Trophy Rack

Trophy Rack

She rides into the district with the energy of someone who’s done the math on this city,
blood-red lips and a history that reads more like a greatest-hits than a committee.
Gold heels that exceed the standard rent-to-income ratio
and the dress that made that choice,
she doesn’t make an entrance
–she makes the room reconsider its own noise.

They call her several things that all amount to the same general assessment,
the assessment being that she costs more than the available budget
and the investment
returns something that doesn’t fully translate to a currency you can spend,
but you’ll be trying to account for it until the natural end.

She’s got a collection that she maintains on a back shelf
for sentimentality,
not because she loved them–because winning is its own reality.
They’re catalogued by what they cost
and what they thought the deal was going to be,
the trophy rack–and each one a Ph.D. in what she teaches free.

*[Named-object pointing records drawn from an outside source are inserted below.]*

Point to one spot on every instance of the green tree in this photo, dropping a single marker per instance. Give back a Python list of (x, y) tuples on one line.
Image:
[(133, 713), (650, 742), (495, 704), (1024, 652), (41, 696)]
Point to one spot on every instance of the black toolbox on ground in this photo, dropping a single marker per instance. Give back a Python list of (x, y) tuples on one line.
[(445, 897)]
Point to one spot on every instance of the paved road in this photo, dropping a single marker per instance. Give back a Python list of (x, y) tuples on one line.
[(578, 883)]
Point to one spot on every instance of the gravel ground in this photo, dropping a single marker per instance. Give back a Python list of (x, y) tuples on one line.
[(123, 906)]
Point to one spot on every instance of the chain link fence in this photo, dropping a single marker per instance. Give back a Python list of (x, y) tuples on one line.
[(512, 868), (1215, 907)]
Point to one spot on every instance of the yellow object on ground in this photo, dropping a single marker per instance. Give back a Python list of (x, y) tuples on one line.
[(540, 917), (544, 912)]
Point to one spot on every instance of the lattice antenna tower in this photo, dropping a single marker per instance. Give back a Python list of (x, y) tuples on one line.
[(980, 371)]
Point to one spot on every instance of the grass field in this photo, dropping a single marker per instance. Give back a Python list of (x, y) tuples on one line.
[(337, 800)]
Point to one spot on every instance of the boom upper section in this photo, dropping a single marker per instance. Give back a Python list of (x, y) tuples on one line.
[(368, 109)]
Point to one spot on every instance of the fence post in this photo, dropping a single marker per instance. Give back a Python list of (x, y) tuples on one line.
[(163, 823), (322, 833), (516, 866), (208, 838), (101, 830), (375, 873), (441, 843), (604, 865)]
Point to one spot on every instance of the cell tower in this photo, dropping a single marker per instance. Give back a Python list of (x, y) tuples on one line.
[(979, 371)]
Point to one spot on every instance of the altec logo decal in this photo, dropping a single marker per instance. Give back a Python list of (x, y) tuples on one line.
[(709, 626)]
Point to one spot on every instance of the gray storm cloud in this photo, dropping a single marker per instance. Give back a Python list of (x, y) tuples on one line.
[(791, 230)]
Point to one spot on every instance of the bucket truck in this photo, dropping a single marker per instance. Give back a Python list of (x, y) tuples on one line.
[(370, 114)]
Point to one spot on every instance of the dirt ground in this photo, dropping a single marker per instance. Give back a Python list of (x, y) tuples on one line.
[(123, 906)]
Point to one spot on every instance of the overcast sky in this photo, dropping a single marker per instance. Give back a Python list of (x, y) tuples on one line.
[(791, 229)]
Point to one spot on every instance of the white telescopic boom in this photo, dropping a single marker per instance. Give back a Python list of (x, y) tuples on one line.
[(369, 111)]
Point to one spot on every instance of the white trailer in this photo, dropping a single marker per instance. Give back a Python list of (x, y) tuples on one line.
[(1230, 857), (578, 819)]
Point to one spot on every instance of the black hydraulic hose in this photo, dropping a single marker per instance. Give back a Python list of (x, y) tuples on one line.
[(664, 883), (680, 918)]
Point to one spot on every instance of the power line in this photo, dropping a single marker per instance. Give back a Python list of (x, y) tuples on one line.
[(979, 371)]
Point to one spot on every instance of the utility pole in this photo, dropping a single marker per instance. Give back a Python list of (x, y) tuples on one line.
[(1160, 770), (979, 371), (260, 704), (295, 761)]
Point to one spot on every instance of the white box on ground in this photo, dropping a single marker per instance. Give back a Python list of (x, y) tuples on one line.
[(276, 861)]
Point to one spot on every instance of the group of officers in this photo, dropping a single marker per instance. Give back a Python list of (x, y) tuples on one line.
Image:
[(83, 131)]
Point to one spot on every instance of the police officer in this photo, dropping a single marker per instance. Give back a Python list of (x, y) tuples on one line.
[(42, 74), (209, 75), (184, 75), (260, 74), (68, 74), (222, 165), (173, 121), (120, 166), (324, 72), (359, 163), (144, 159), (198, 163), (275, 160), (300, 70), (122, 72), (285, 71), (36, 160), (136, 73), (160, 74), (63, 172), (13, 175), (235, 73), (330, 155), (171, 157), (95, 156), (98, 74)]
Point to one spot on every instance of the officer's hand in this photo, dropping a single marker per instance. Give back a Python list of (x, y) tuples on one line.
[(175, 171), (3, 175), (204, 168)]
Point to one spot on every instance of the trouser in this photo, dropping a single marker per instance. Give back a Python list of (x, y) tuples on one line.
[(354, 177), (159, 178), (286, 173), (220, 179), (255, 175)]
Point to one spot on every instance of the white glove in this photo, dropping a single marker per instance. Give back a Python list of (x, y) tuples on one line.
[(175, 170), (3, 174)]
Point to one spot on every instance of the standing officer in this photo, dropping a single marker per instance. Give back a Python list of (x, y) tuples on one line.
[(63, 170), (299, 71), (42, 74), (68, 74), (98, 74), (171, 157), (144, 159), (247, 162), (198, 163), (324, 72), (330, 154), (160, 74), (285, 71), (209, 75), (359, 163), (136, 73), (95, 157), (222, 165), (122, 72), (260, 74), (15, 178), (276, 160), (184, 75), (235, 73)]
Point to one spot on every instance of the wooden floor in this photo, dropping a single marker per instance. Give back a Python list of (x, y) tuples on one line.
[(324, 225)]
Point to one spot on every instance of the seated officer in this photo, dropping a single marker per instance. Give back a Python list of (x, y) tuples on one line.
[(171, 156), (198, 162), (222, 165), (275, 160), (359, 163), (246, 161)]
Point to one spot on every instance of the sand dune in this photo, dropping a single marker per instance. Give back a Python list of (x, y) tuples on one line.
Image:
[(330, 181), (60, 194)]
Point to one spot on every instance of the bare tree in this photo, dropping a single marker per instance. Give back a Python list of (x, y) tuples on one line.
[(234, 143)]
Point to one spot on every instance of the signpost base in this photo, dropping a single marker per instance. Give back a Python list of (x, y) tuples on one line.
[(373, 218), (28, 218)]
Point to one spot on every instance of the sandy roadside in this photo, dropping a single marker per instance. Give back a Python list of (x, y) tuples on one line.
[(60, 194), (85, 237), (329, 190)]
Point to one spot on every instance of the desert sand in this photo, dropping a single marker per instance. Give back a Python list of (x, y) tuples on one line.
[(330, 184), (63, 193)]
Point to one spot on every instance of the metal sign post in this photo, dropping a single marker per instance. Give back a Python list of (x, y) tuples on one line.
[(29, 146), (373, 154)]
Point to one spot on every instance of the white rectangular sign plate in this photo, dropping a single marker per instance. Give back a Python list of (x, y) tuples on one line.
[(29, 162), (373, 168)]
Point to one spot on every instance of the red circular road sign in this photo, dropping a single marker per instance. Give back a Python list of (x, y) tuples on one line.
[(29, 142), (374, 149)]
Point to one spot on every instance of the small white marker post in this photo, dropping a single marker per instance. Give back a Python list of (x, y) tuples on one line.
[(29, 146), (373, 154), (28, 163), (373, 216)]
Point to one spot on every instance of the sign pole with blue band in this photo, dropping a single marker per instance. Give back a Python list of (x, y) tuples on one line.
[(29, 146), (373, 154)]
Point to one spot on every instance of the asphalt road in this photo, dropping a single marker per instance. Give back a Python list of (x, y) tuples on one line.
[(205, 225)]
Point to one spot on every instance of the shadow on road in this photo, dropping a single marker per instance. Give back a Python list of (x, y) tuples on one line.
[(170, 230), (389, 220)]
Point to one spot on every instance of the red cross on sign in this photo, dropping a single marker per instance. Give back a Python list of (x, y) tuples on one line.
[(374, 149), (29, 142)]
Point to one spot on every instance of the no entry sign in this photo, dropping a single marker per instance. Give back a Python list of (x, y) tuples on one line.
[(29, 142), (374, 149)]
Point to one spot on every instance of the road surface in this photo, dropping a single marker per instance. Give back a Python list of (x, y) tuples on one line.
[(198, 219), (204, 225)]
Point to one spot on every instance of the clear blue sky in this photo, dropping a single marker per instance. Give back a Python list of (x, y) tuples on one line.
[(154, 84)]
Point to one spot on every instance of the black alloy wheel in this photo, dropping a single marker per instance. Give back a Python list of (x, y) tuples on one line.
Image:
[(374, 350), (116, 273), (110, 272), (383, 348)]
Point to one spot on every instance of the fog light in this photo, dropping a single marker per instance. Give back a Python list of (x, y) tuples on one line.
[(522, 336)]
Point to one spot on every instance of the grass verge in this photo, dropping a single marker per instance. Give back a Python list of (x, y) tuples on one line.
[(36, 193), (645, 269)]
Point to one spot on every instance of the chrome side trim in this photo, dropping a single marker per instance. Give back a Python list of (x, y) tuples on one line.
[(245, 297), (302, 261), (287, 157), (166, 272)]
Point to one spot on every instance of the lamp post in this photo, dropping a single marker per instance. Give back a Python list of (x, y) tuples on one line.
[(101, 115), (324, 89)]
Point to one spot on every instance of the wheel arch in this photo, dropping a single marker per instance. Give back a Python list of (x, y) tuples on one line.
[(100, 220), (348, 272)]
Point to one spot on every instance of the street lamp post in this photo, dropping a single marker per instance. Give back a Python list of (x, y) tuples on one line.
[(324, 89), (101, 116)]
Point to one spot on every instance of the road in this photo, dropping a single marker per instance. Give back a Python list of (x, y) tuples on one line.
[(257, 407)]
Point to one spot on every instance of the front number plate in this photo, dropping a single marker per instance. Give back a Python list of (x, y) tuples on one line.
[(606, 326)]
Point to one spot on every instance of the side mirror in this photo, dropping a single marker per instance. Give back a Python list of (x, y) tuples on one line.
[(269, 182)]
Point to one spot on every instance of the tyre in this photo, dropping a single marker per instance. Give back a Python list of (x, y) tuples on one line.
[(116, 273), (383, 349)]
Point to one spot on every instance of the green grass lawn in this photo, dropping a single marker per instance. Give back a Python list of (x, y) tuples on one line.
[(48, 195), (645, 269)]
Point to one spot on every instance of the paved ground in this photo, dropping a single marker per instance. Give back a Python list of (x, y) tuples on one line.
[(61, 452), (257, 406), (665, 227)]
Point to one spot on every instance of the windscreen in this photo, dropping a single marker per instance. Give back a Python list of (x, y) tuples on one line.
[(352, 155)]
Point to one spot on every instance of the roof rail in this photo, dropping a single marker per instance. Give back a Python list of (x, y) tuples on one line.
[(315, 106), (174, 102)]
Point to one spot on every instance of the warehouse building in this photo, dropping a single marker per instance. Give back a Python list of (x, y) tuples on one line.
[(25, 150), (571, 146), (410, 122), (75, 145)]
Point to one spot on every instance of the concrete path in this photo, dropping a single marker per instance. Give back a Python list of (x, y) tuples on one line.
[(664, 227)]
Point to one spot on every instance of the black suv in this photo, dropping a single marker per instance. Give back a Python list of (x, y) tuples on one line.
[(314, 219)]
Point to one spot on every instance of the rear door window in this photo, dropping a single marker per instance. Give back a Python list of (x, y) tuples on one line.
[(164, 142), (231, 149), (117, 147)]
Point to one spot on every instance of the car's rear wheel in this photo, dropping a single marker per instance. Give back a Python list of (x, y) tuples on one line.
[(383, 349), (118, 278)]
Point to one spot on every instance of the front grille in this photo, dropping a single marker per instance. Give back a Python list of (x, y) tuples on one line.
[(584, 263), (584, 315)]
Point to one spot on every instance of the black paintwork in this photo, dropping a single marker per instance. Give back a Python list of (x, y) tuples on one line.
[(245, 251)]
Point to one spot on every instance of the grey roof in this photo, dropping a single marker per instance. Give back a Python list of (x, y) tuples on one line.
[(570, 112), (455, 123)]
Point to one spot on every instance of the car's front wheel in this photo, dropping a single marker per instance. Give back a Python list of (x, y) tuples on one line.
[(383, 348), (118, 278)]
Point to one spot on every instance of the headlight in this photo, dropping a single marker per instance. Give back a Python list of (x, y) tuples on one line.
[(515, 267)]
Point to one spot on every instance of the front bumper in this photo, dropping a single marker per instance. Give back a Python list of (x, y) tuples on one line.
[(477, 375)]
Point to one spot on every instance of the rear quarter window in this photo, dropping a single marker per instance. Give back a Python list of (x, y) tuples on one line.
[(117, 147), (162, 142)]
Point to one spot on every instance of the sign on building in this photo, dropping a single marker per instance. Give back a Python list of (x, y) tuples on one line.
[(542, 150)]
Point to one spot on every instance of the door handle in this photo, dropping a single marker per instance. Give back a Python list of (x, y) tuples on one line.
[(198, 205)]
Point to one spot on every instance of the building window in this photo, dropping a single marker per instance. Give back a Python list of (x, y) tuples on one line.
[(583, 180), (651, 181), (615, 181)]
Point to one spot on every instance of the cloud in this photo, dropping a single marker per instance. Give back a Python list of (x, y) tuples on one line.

She doesn’t fake the moaning–she fakes the backstory
–that’s the economy in play.
She shows up as whoever the current situation requires
for the current day,
and when she leaves at four she takes whatever you arrived as at eight,
and leaves the rest of you to figure out what just occurred in this zip code’s fate.

The preacher in the back booth tips her twice because she read his whole presentation,
and smiled the smile of someone who received it as an invitation.
She’s the museum of what men become
when they forget what they are managing,
the trophy rack
–a full accounting of the cost of misunderstanding.